CONSECRATION

Producers: Laurie Cook, Jason Newmark, Casey Herbert, Xavier Marchand and Stuart Ford   Director: Christopher Smith   Screenplay: Christopher Smith and Laurie Cook   Cast: Jena Malone, Danny Huston, Janet Suzman, Thoren Ferguson, Steffan Cennydd, Ian Pirie, Alexandra Lewis, Jolande Obasola, Eilidh Fisher, Will Keen, Shaun Scott, Valerie Saruf and David Boyle   Distributor: IFC Midnight/Shudder

Grade: C

Atmospheric but lethargic and structurally misjudged, Christopher Smith’s religion-based horror film sets up an intriguing premise but fails to deliver on it. 

The protagonist of “Consecration” is the all-too-obviously-named Grace (Jena Malone), a petite, reserved but compassionate English ophthalmologist who receives news of the death of her brother Michael (Steffan Cennydd) in a bizarre incident at Mount Savior, a remote Catholic convent perched atop a seaside cliff on Scotland’s Isle of Skye.  A priest, he reportedly committed suicide by flinging himself off the precipice after killing another man of the cloth.

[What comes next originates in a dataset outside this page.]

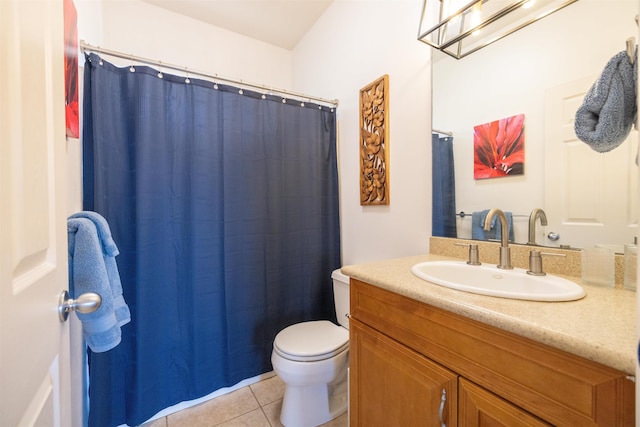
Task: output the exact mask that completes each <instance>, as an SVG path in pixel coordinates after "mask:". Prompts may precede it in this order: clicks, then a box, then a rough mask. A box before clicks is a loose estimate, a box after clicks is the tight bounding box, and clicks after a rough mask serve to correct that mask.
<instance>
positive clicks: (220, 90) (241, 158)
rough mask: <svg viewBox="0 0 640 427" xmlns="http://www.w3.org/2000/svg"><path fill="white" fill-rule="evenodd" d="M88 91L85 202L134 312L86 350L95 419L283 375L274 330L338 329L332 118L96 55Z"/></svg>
mask: <svg viewBox="0 0 640 427" xmlns="http://www.w3.org/2000/svg"><path fill="white" fill-rule="evenodd" d="M84 89H85V102H84V110H83V111H84V112H83V119H84V126H83V127H84V130H83V144H84V146H83V152H84V170H83V172H84V183H83V184H84V185H83V190H84V208H85V209H87V210H95V211H97V212H99V213H101V214H102V215H103V216H104V217H105V218H106V219H107V220H108V221H109V224H110V225H111V230H112V232H113V237H114V240H116V241H117V242H118V248H119V249H120V255H119V256H118V268H119V270H120V276H121V279H122V286H123V288H124V294H125V300H126V301H127V303H128V304H129V308H130V309H131V323H130V324H127V325H125V326H124V327H123V330H122V342H121V343H120V345H118V346H117V347H115V348H114V349H113V350H110V351H108V352H105V353H91V354H90V355H89V358H90V359H89V376H90V390H89V394H90V405H89V406H90V408H89V426H116V425H120V424H124V423H126V424H128V425H131V426H133V425H140V424H141V423H143V422H144V421H146V420H147V419H149V418H150V417H151V416H153V415H154V414H156V413H157V412H158V411H160V410H162V409H164V408H166V407H169V406H171V405H174V404H177V403H179V402H183V401H188V400H192V399H196V398H199V397H202V396H205V395H207V394H209V393H211V392H213V391H215V390H218V389H221V388H223V387H228V386H232V385H234V384H237V383H238V382H239V381H241V380H244V379H246V378H251V377H254V376H256V375H259V374H261V373H264V372H268V371H271V369H272V367H271V359H270V358H271V351H272V348H273V346H272V344H273V339H274V337H275V335H276V334H277V332H278V331H280V330H281V329H283V328H284V327H285V326H288V325H290V324H293V323H296V322H301V321H305V320H316V319H332V320H335V312H334V310H333V291H332V286H331V285H332V282H331V271H332V270H333V269H336V268H339V267H340V229H339V214H338V174H337V161H336V159H337V155H336V113H335V110H333V109H331V108H329V107H325V106H319V105H317V104H313V103H311V102H308V103H307V102H305V103H304V106H302V105H301V104H300V103H293V102H289V103H283V102H282V98H281V97H275V96H271V95H265V97H264V99H263V98H262V94H260V93H257V92H252V91H249V90H246V89H245V90H244V91H243V93H242V94H240V93H239V92H240V91H239V90H238V88H234V87H231V86H226V85H222V84H218V85H217V86H216V87H214V85H213V84H212V83H211V82H206V81H203V80H197V79H195V78H191V79H190V81H189V82H188V83H187V82H186V81H185V78H184V77H179V76H171V75H169V74H166V73H165V74H163V77H162V78H159V76H158V72H157V71H154V70H152V69H151V68H148V67H142V66H140V67H138V66H136V67H135V72H130V71H129V67H126V68H124V69H123V68H116V67H115V66H114V65H112V64H110V63H108V62H107V61H102V62H101V61H100V60H99V58H98V57H97V56H96V55H94V54H92V55H91V57H90V61H89V62H87V63H86V65H85V85H84Z"/></svg>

Grace, a confirmed—indeed, insistent—atheist, travels to Scotland, where DCI Harris (Thoren Ferguson), an island policeman in charge of investigating the incident, drives her to the convent.  There she’s met by the formidable Mother Superior (Janet Suzman), who presides over her large community of white-robed nuns with an imperious air while discoursing sternly on the battle between good and evil, and by Father Romero (Danny Huston), an ostentatiously considerate cleric from the Vatican, who offers both consolation and assistance.  But when she visits her brother’s corpse in a dark crypt, Grace is accosted by a vision of the dead man warning her that she’s in danger, and after awakening from a fainting spell, finds herself in one of the white robes of the nuns while her clothes are cleaned.

What quickly becomes clear, to us if not to her, is that Father Romero and Mother Superior are keeping secrets, intending to employ Grace to serve their own ends.  That includes inducing her to translate Michael’s journal, which he wrote in a code she may be able to decipher since they used it as children; though she was adopted, they’d bonded to support one another in the face of their brutal father Vincent (Ian Pirie), a religious fanatic who literally kept them locked up in cages.  Vincent also killed his wife, and is now incarcerated for the crime; when Grace visits him to tell him of his son’s death, his response is to fly into an inarticulate rage. 

It’s gradually revealed by Father Romero that the convent dates back to the twelfth century, when the site housed a crusading order called the Knights of the Morning Star, who fought demons as well as the infidel.  As Romero tells it, they kept in a special crypt a powerful relic that was lost not long ago in a natural disaster, a relic Michael was searching for.  They also practiced a unique form of confession that, if their sins were very numerous, could lead to their own death.  These revelations seem to be connected to dreams troubling Grace, in which she sees a group of the knights abduct a masked girl while she is conducting a pagan ritual in the forest.

Those aren’t the only dreams troubling Grace.  She also has frightening flashbacks to her traumatic childhood, as well as hallucinations in which she’s stalked and threatened by knife-wielding nuns.  Or are they hallucinations?

In its stately, gloomy fashion “Consecration” creates an ominous mood, and Malone cuts a sympathetic figure while Suzman, in particular among the nuns, radiates a sinister vibe and Huston adds the necessary touch of falsity to his ostensibly helpful priest.  Together Elizabeth El-Kadhi’s production design and the cinematography by Rob Hart and Shaun Mone employ looming stone walls and deep shadows to suggest being trapped in a place of cavernous dread, while Nathan Halpern’s somber score complements the visuals.

Yet Smith and co-writer Laurie Cook resort to cumbersome devices in an effort to keep viewers guessing.  They fill their screenplay with so many dreams, visions, flashbacks and flash-forwards that while the shifts keep us off balance, they grow increasingly frustrating; the very first sequence, for instance, actually destroys in one swoop any possible uncertainty about the attitude of one major character we’ve yet to meet, and when we return to it to bookend the story at the close, the way it plays out is derivative of a tactic familiar from far too many other films.  Before then the script has provided an explanation of what’s been going on (in a frantic montage of flashbacks very much at odds with the overall stately editing style of Arthur Davis and Brian Berdan), but the final revelation isn’t as surprising as Smith seems to think, particularly for one who’s patiently collected the obvious clues meted out along the way—or seen that old Twilight Zone episode, “The Howling Man.”

In sum, “Consecration” provides some low-energy shocks and moderately engaging twists, but among the host of “Omens,” “Exorcists” and similar offerings over the years, it’s a lesser contribution to the ever-expanding genre of Catholic-themed horror movies.